Back on job, BC's Tranquill at peace
The blackboard in the meeting room on the third floor of the Yawkey Athletic Center is filled with what you would expect in the epicenter of a football office. Diagrams of plays, which give a glimpse into the mind-set of Boston College offensive coordinator Gary Tranquill.
But Tranquill, who used to break down tapes for some of his coaching friends as a hobby in two-plus years of retirement, is asking his students to think about more than the X's and O's of a game he has been a part of for more than 40 years.
Sitting in front of him in a recent meeting were Dominique Davis, Justin Tuggle, and Codi Boek, listed as quarterbacks 1, 2, and 3, respectively, on the BC depth chart during spring practice.
Tranquill concedes he has never dealt with a situation like this, where all of the quarterbacks are relatively untested. At 69, Tranquill is older than Davis, Tuggle, and Boek combined, and the advice he is offering is different.

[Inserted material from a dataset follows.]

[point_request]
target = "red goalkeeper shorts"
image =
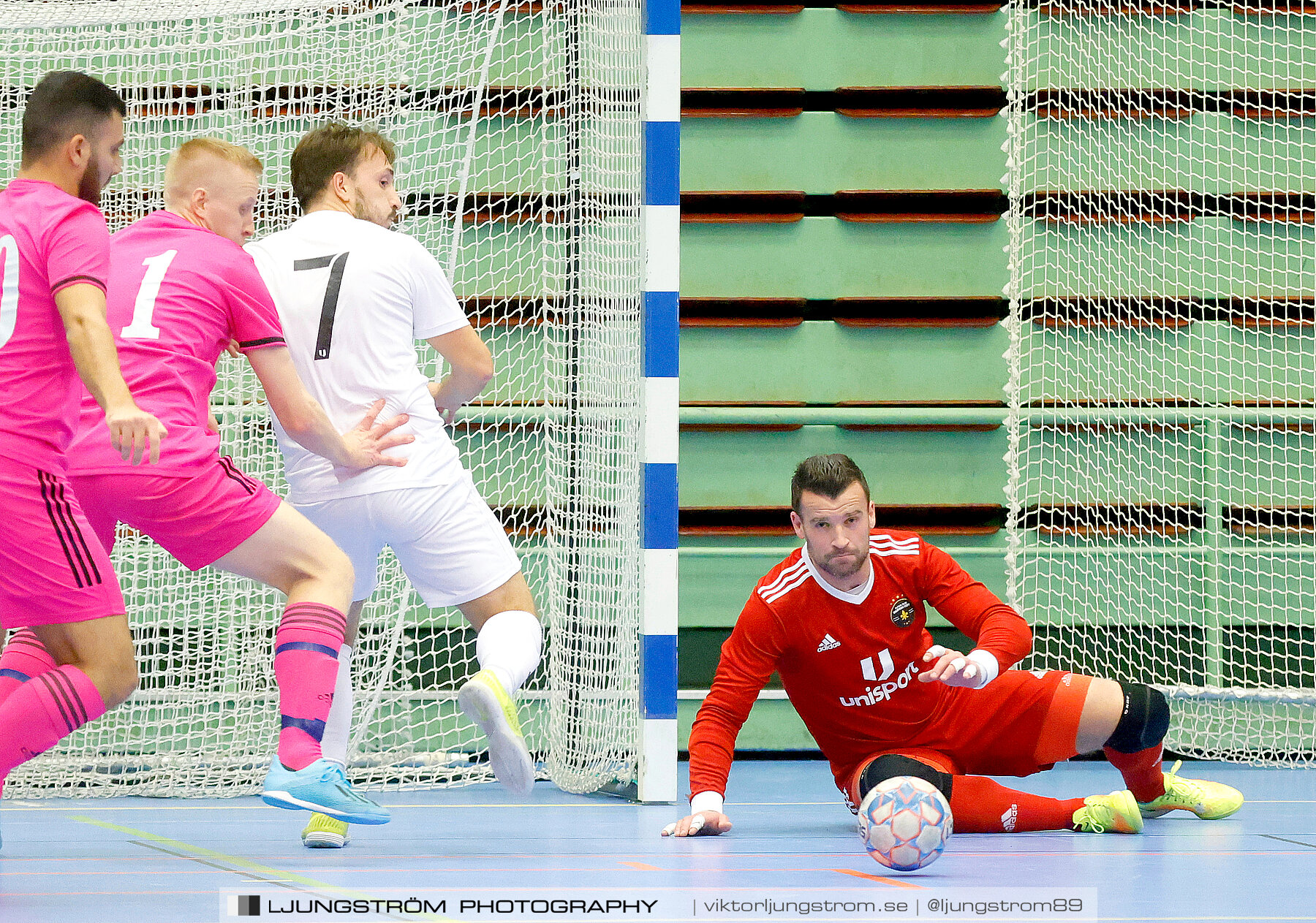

"I was more philosophical with them," said Tranquill after the meeting. "I talked to them about Bernie Kosar, who was probably the smartest player I've ever been around. With him it was always an exchange of ideas. He wasn't the best athlete, but he could look at a tape and fill the board with ideas of what to do. I like guys who have a little bit of give and take."
It is what Tranquill has been doing most of his career, which has included stops at Navy, Virginia (twice), Virginia Tech, Michigan State, North Carolina, and NFL Europe. Three years ago, he decided to retire and spend time with his grandchildren.
"It was a way of life, but I was a little bored," said Tranquill. "I missed football. The players, the camaraderie."
So when Frank Spaziani, an old friend, was named head coach at BC, and called to ask him to be the Eagles' offensive coordinator, Tranquill didn't hesitate.
"If I didn't have the energy, I wouldn't do it," said Tranquill. "I still have the energy. This is my 46th or 47th season. That's a lot of kickoffs."
Despite all that experience, Tranquill concedes that this spring is different than any other. The BC quarterback portrait is almost a blank canvas. Davis has three career starts; Tuggle, who redshirted last season as a freshman, has none; and Boek was the No. 2 fullback on the depth chart last season.
"I've only had one QB with experience at times, but I can't remember a situation starting with untested people," said Tranquill, who watched with Spaziani and the rest of the coaching staff last week during a scrimmage, hoping that one would emerge as the leader. And in the second half, Davis threw touchdown passes to Billy Flutie and Rich Gunnell, and Boek threw scoring passes to Justin Jarvis and Clyde Lee.
"We're moving ahead by inches," said Tranquill.
"It's a soft 1, 2, 3," said Spaziani of the depth chart. "We've got a lot of work to do."
Tranquill said some things haven't changed in all his years of coaching. Football remains a game of basics. "You'd better be able to block the other guy and you had better be able to tackle the other guy," he said.
In terms of coaching quarterbacks, Tranquill welcomes input.
"I always ask them, 'What do you like to do.' If they don't like to do something, I'm not going to do it, even though I might like it," he said. "I try to match the player with the system. At this point in time, we have installed way more than we will ever do with them this fall. They have done a good job of absorbing it, but some of it doesn't exactly play to their strengths. So, we are going to have to tailor some things to whomever the QB is going to be. But it's an ongoing process.
"I can coach a lot of things, but I can't coach people on how to make decisions. Some guys have the ability, but can't make decisions. Some guys can pull the trigger real quick, but do make the right decisions. I've seen both sides. There are a lot of variables. The question is who can manage the team and make the right decisions. It is a bottom-line deal. You have to have a feeling one way or another about looking for a guy who can do the most things. Hopefully, his best is good enough. If it isn't, you've got a problem."
Tranquill watched last week as Davis, Tuggle, and Boek tried to make the right decisions in a controlled situation. The annual spring game will end this phase of the process.
After that, the coaches will evaluate what they have seen so they can begin summer camp with a more solid depth chart at what remains the team's biggest question mark.
Tranquill will continue to mix coaching with insight and hope a quarterback emerges.
"It's enjoyable, especially when you see someone coming from here and going to there," he said, pointing low and finishing high. "That's much more enjoyable than seeing someone just take a step or two."
The bottom line is that someone still has to do the job, manage the team, and make the right decisions.
It is also why Gary Tranquill is back at work.